Le ministère de la Santé n'a souhaité faire «aucun commentaire», rappelant qu'il «informerait immédiatement la population» si un cas d'Ebola devait être confirmé en France.

Éviter la psychose

Ce contrôle, déjà en vigueur en Grande-Bretagne et dans plusieurs aéroports américains, a uniquement été mis en place sur le vol venant de Conakry, seule liaison directe entre la France et l'un des trois pays d'Afrique de l'Ouest les plus touchés.

Reflétant la volonté des autorités en Occident d'éviter la psychose, le président Barack Obama a demandé samedi aux Américains de ne pas «céder à l'hystérie ou à la peur», les appelant à se baser sur les faits et s'opposant à la tentation de restreindre les vols vers et au départ d'Afrique de l'Ouest.

Le pays ne fait pas face à une «épidémie», a assuré le président des États-Unis, où deux membres du personnel soignant ont été infectés et où un patient libérien, de retour de son pays, est mort du virus.
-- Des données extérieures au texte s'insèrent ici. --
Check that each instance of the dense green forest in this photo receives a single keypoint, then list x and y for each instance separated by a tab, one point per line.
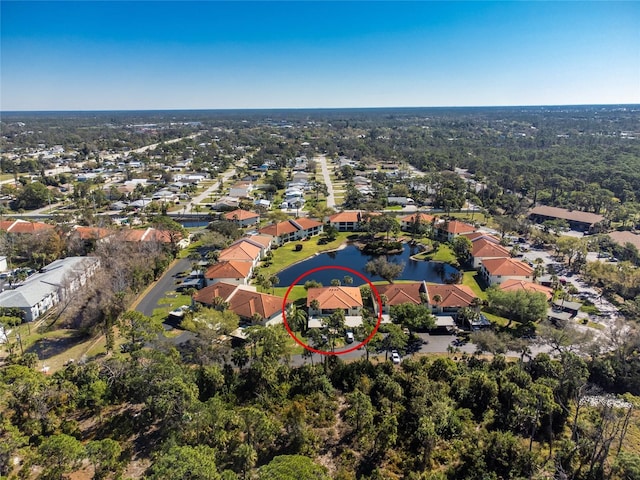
165	412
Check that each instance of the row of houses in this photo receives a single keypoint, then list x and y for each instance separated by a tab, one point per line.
52	285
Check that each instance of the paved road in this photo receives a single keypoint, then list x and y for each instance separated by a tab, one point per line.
166	283
214	188
331	199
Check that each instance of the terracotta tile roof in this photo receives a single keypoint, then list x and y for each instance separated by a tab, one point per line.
452	296
240	214
424	218
246	303
306	223
625	237
399	293
263	240
346	217
244	252
335	297
230	269
455	227
513	284
24	227
473	236
150	235
507	267
93	233
563	213
218	289
483	248
278	229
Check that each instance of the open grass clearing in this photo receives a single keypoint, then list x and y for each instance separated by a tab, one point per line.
286	255
470	279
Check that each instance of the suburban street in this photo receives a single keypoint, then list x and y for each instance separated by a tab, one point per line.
166	283
331	199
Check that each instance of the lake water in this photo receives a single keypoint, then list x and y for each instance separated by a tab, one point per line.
352	257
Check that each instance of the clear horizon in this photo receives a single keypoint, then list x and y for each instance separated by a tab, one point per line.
132	56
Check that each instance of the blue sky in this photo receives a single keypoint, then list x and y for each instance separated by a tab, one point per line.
77	55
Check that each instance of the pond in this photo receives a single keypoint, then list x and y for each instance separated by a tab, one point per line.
352	257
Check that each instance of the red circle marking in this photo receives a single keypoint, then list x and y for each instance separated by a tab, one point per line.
324	352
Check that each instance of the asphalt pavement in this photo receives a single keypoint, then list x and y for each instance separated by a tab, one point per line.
166	283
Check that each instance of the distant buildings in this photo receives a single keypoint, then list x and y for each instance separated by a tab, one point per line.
52	285
577	220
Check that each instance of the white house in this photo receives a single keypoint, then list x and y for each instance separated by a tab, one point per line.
52	285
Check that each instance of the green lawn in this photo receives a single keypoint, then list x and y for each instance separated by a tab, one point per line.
443	254
500	321
297	292
286	255
470	279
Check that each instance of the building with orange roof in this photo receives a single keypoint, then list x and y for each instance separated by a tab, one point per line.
22	227
330	299
263	242
242	218
230	272
484	248
449	229
498	270
241	252
243	300
291	230
399	293
407	223
513	285
449	298
347	221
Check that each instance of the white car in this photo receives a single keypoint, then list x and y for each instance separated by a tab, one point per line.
395	357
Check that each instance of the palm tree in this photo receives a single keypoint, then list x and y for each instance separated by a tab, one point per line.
247	457
436	300
315	305
297	319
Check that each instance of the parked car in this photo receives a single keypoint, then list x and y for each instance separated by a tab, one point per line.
395	357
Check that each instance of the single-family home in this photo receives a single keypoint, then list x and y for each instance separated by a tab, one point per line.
399	293
449	298
154	235
332	299
244	301
347	221
485	247
498	270
407	223
291	230
447	230
241	190
241	252
242	218
231	272
261	241
577	220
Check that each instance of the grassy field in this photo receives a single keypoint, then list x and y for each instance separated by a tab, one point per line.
443	254
470	279
286	255
297	292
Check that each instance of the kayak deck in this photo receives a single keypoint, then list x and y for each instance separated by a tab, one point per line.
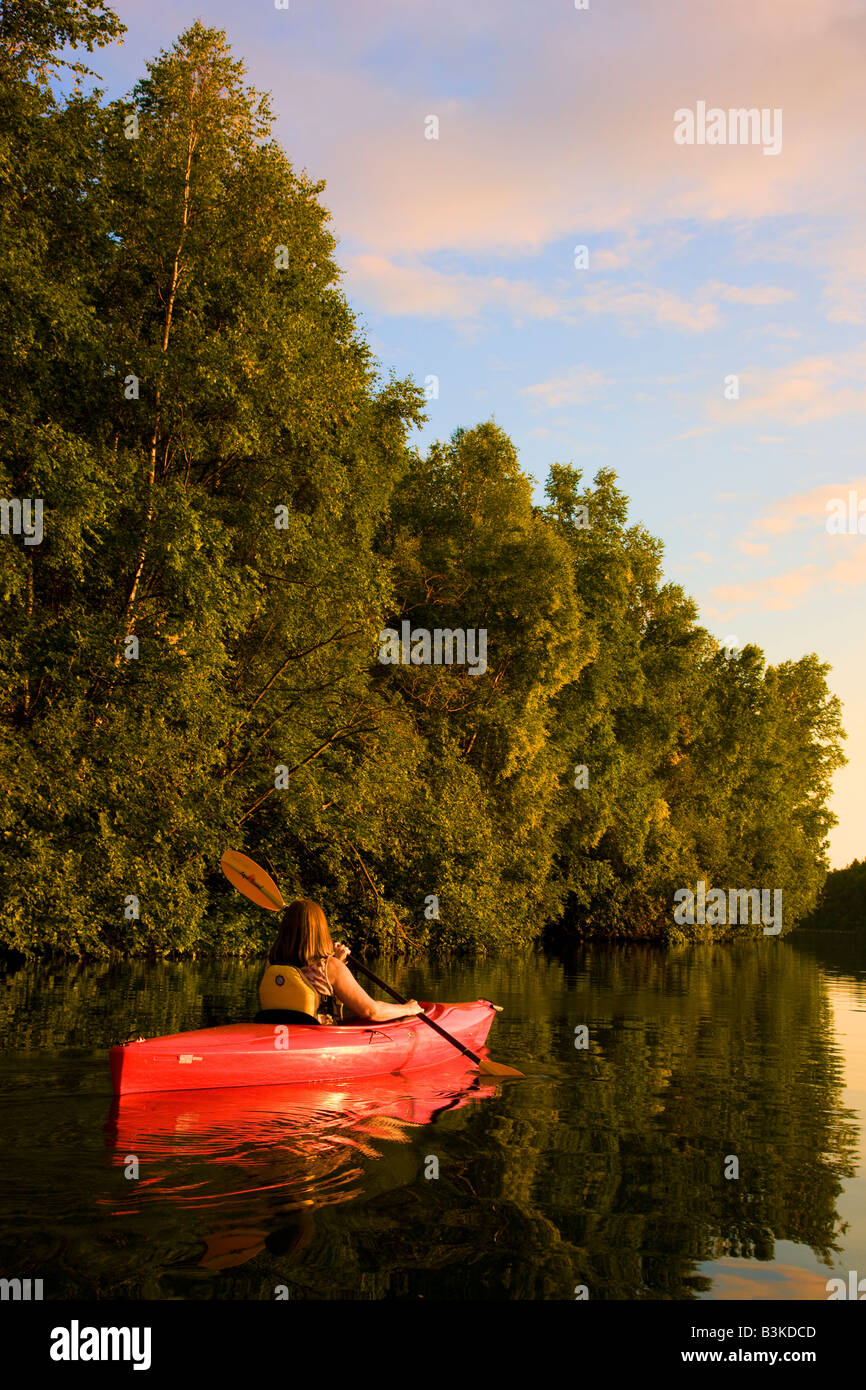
266	1054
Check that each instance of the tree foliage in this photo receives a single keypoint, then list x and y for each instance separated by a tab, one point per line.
232	516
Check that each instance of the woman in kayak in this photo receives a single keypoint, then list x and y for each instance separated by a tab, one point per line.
307	980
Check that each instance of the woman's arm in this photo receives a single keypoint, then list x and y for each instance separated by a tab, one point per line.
359	1002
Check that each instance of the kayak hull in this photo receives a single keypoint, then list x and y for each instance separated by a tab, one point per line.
263	1054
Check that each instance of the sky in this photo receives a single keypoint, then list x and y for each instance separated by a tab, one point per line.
708	344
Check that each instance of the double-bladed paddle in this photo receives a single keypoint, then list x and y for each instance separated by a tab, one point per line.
245	875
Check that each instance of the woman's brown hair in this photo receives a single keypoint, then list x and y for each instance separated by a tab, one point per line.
303	934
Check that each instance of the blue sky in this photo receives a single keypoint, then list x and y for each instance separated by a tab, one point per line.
555	129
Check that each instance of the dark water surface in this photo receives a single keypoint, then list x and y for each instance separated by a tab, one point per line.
605	1168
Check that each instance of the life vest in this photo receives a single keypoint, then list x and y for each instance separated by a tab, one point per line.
284	987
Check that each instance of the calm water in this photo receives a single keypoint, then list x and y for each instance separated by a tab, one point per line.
603	1168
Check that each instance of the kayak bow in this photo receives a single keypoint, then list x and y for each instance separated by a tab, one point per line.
264	1054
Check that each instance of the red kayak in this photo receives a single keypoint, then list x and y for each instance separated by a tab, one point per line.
262	1054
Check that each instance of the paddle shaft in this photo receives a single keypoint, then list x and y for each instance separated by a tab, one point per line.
356	965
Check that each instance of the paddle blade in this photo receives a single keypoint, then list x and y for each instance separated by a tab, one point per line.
496	1068
245	875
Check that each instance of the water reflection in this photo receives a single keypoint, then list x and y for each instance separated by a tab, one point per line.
271	1155
606	1168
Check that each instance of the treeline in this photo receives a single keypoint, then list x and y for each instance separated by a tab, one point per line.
841	905
232	516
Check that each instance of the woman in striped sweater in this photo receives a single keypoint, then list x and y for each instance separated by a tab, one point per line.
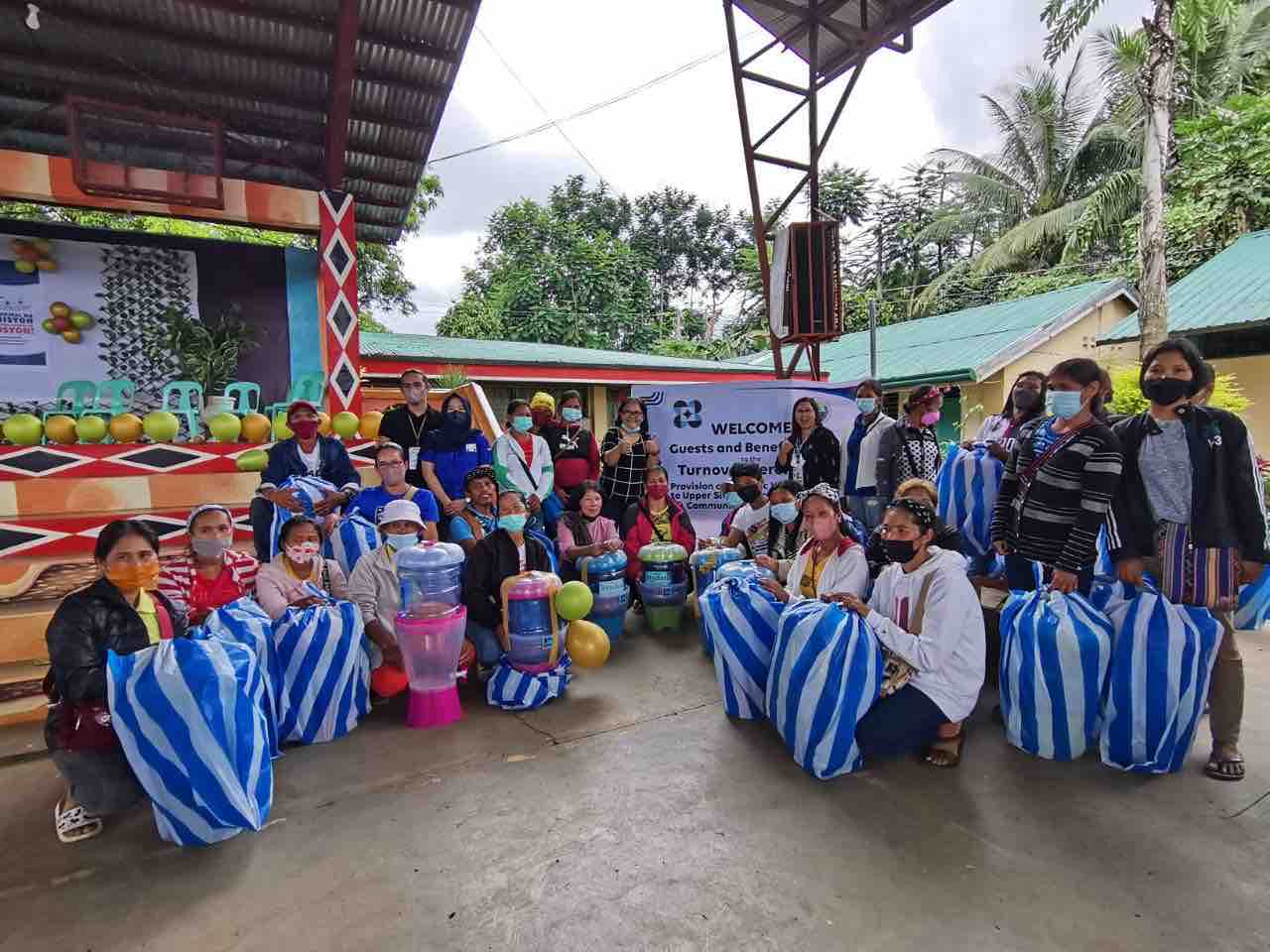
1058	485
Il a néanmoins admis que de nouveaux cas «isolés» étaient possibles.

Afin d'apaiser les craintes, M. Obama a nommé vendredi un coordinateur, l'avocat Ron Klain, qui devra s'assurer que «les efforts pour protéger les Américains en détectant, isolant, et traitant les patients d'Ebola dans ce pays soient coordonnés».
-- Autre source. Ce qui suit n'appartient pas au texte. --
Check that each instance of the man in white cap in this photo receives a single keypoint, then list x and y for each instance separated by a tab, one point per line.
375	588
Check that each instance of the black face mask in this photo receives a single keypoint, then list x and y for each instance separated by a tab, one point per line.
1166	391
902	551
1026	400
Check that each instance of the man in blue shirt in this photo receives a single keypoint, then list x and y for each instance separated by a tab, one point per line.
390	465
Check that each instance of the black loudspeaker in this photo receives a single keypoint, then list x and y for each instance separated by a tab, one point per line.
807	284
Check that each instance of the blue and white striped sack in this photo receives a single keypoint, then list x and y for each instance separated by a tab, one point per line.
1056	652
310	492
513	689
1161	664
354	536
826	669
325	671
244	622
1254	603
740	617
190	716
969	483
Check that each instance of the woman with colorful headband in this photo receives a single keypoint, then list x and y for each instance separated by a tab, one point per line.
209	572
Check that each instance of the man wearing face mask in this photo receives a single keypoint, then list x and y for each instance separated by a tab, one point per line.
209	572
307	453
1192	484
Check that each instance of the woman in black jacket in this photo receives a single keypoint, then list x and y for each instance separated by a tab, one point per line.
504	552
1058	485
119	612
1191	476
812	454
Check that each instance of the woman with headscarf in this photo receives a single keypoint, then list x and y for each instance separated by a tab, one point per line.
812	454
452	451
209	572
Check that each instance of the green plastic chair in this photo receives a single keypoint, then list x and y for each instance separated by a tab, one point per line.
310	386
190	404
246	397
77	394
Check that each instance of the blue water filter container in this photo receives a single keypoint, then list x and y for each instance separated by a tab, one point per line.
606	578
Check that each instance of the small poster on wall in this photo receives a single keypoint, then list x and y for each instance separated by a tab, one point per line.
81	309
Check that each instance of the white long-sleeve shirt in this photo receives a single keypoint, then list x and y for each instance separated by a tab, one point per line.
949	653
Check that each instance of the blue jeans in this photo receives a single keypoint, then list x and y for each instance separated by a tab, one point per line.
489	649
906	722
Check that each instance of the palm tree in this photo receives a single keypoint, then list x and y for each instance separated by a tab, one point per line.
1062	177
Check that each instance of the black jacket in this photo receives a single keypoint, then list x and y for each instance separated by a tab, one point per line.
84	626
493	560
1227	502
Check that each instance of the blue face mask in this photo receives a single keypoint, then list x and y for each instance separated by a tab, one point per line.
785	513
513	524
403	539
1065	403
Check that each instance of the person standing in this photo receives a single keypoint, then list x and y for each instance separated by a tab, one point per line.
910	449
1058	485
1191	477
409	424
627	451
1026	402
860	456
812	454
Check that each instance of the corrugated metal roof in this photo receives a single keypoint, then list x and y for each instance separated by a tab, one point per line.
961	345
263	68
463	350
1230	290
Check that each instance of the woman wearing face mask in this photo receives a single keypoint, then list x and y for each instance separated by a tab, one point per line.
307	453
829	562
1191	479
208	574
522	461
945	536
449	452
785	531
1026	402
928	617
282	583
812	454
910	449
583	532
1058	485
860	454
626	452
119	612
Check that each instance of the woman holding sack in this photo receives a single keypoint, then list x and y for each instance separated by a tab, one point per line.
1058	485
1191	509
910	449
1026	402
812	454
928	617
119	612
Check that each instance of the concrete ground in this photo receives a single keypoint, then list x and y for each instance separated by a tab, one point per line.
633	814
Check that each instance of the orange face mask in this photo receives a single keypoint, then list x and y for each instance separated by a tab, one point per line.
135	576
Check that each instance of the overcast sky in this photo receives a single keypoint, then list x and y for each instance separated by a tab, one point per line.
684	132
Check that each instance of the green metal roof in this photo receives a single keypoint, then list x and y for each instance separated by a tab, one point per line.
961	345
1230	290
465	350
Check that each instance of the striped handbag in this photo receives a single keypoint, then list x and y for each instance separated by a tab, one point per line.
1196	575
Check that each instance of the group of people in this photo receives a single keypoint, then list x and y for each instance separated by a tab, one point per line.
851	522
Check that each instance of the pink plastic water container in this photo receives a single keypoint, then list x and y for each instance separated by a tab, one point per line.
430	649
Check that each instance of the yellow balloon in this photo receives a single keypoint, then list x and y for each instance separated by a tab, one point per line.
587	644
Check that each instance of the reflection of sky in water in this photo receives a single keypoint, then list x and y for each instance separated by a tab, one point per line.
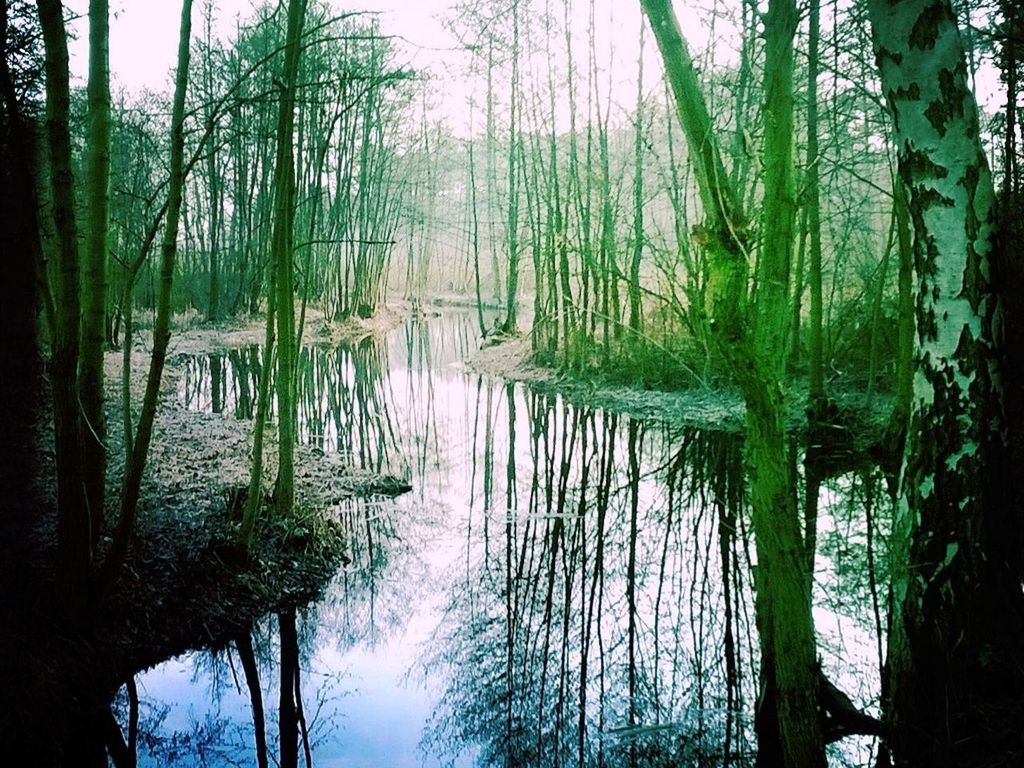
427	580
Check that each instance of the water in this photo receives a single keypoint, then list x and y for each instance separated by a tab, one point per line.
562	586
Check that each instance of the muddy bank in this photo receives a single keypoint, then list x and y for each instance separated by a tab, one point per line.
185	585
719	409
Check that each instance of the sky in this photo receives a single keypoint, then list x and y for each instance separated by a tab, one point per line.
143	45
143	33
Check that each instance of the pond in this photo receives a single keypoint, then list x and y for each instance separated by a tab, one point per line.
562	586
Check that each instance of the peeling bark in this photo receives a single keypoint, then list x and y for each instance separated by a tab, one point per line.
954	650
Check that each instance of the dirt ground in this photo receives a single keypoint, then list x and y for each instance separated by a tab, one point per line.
185	585
708	408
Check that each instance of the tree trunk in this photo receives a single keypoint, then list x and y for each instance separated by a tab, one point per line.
94	282
954	649
162	324
753	342
74	537
283	241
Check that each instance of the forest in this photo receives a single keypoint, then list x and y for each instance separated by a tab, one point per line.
512	383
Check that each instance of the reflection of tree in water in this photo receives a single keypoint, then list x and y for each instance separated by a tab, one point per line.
343	400
603	619
268	666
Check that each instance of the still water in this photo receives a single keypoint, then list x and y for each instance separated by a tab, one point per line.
562	586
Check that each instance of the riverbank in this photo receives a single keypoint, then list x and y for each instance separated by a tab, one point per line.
718	409
185	585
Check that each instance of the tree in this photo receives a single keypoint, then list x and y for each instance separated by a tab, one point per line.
283	253
752	338
97	176
74	538
162	323
954	665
Mais la peur d'une contagion de masse par le virus gagne du terrain en Occident.

Les autorités portuaires mexicaines ont refusé vendredi à un bateau de croisière de faire escale à Cozumel en raison de la présence à bord d'une laborantine d'un hôpital texan qui a pu être en contact avec le patient libérien mort du virus Ebola à Dallas le 8 octobre.

Une institutrice d'une école du Maine, aux États-Unis, a été placée en congé forcé pour trois semaines après avoir assisté à une conférence éducative à Dallas.
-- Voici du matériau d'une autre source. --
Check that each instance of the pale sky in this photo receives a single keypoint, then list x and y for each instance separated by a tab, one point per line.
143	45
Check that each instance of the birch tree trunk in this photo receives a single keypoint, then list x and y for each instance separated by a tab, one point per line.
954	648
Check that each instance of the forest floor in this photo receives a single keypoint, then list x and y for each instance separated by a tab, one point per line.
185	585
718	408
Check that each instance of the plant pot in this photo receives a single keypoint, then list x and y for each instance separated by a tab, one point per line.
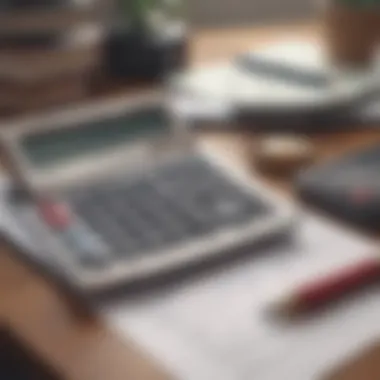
351	34
138	55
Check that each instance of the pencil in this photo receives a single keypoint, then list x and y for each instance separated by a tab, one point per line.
316	294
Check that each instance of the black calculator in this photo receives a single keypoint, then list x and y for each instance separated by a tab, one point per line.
120	191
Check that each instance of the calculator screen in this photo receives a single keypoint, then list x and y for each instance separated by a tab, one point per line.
47	148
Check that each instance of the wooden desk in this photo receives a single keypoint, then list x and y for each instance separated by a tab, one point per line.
85	350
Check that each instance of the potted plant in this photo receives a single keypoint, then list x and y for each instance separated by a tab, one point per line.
138	47
352	29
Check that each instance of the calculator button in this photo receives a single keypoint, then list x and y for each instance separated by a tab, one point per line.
89	249
56	215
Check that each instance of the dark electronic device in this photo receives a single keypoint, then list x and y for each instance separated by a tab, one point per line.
348	188
119	192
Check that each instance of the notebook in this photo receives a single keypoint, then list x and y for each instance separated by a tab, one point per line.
220	91
214	325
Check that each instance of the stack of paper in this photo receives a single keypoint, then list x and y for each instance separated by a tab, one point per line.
217	90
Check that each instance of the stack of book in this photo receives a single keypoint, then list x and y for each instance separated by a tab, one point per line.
49	49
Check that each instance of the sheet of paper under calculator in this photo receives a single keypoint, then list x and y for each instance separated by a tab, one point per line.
215	328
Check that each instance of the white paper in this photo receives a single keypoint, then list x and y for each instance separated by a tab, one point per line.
228	84
215	327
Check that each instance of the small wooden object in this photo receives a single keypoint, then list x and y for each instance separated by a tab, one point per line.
282	155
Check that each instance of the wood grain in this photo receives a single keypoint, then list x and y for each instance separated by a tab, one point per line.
83	349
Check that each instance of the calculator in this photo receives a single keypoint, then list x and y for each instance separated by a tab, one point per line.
120	191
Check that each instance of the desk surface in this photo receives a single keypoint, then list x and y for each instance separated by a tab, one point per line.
84	349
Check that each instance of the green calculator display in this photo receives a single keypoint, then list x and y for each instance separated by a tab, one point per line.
48	148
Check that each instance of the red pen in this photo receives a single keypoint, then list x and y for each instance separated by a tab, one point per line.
318	293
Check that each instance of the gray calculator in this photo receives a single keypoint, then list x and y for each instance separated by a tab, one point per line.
120	191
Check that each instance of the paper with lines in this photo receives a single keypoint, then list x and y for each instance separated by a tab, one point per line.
214	327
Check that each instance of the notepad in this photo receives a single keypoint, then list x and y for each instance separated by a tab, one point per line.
214	327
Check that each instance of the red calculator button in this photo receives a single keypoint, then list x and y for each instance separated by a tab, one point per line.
57	215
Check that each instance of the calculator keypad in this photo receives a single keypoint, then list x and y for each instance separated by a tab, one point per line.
170	205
Dans ce contexte, l'unique information positive a été annoncée par l'OMS: le Sénégal, qui avait déclaré un cas, désormais guéri, ne doit plus être considéré comme un pays touché par Ebola. La même annonce devrait suivre lundi pour le Nigeria.

Appel à l'aide internationale

Mais l'aide se fait attendre et les appels pour convertir en actes les promesses internationales d'aide se font de plus en plus pressants.

L'ONG britannique Oxfam a exhorté samedi les dirigeants européens à faire davantage pour lutter contre Ebola, notamment avec une présence militaire accrue, davantage de médecins et de fonds, afin «d'éviter l'ultime catastrophe humanitaire de notre génération», à l'avant-veille d'une réunion au Luxembourg sur le sujet.

«Nous sommes en train de perdre la bataille» face au virus, a déploré vendredi à Paris le président de la Banque mondiale, Jim Yong Kim.

Les Nations unies ont reçu jusqu'à présent 377 millions de dollars sur les 988 millions demandés, soit 38%, a relevé vendredi un porte-parole de l'OCHA (Bureau des Affaires humanitaires de l'ONU) à Genève. «Il faut y ajouter 217 millions de dollars promis, mais qui ne sont pas encore arrivés sur les comptes bancaires», a-t-il précisé.

Le fonds spécial de l'ONU mis en place pour parer aux urgences, le «Trust Fund», ne dispose pour sa part que de 100 000 dollars sur les 20 millions initialement requis.

Le Programme alimentaire mondial (PAM) a annoncé de son côté le lancement immédiat d'une distribution d'aide à 265 000 habitants de Freetown, la capitale de Sierra Leone où le ministre de la Défense Alfred Paolo Conteh a été nommé à la tête de l'organisme national de lutte contre Ebola.

La Communauté d'Afrique de l'Est (EAC) a décidé vendredi d'envoyer plus de 600 professionnels de santé, dont 41 médecins, en Afrique de l'Ouest.

Londres a de son côté envoyé en Sierra Leone un navire militaire médicalisé qui devrait arriver dans deux semaines à Freetown. Au total, la Grande-Bretagne prévoit d'envoyer 750 militaires dans son ancienne colonie pour aider notamment à la construction de centres de traitement.

Le leader cubain Fidel Castro a, lui, proposé samedi aux États-Unis de collaborer dans la lutte contre Ebola pour éviter une épidémie sur le continent. En dépit de ses difficultés économiques et de ses maigres moyens, Cuba a envoyé 165 professionnels de santé en Afrique auxquels doivent s'ajouter des renforts les jours prochains.